L’on parle de paix, mon bon ami ; parlons aussi de votre retour parmi nous. St. Felmar n’a fait que déguiser ses sentiments pendant quelque temps :. Gonzalve est allé en arrivant lui demander à voir sa fille. Peu s’en est fallu qu’il ne lui en coûtât la vie. Il l’a vue néanmoins. C’était beaucoup après une si longue absence ; mais il n’a pu lui parler. Leur correspondance secrète est recommencée. C’est encore un grand changement dans la vie du colonel. Il est beaucop plus heureux et paisible que lors de votre séjour ici. Le gouverneur vient de lui signifier l’ordre de rentrer à l’armée, en lui disant, avec beaucoup de considération, que sa présence était nécessaire à Chateaugay. Elle l’est en effet ; car peu habitué comme je le suis au commandement en chef, j’ai grande peine à contenir nos soldats qui désertent en assez grand nombre chaque jour. Il sera donc ici demain.

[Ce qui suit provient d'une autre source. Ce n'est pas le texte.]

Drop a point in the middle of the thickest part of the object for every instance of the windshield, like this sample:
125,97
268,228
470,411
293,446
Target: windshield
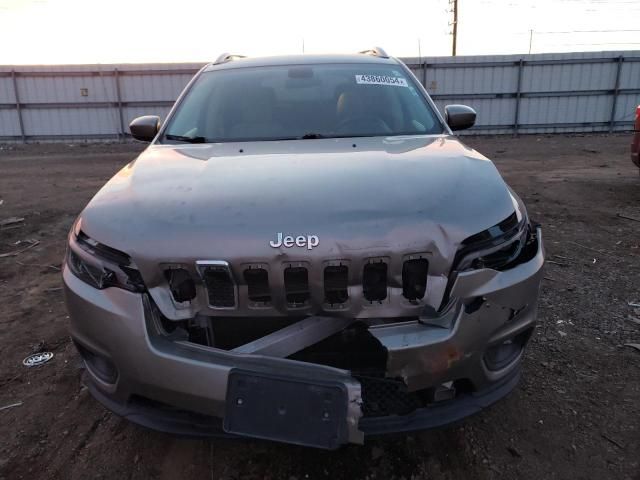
302,101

Je vous disais en commençant qu’il fallait parler de votre visite au Canada. Vous y serez d’absolue nécessité pour servir les projets de Gonzalve. Il se trouve réduit à user de ruse, et de violence même, pour arracher son amante des mains de son père inhumain. Je ne terminerai cette lettre que demain, car l’arrivée du colonel m’obligerait peut-être d’écrire de nouveau.

……à demain donc……

13 Mars 1814

Gonzalve arrive à l’instant et me fournit nouvelle matière à vous écrire.

Le fils de St. Felmar, qui était en Europe depuis une quinzaine d’années, est arrivé ces jours derniers et a de beaucoup amélioré le sort de Louise, en favorisant ses amours avec le colonel. Il n’avait jamais vu sa sœur qu’au berceau, étant très jeune lui-même. Sa beauté et le peu de connaissance qui existe entre eux, la lui fait regarder comme l’être toujours intéressant de son sexe, et il a dès l’abord pris ses intérêts en main. Il est déjà en grande relation avec Gonzalve qui ne se lasse de me louer son généreux caractère. Les idées de son père sont loin d’être les siennes. Mais il lui est très soumis, et ne serait peut-être pas homme à payer de courage et d’opiniâtreté dans la circonstance. C’est pourquoi votre présence ne nous sera pas moins nécessaire qu’avant.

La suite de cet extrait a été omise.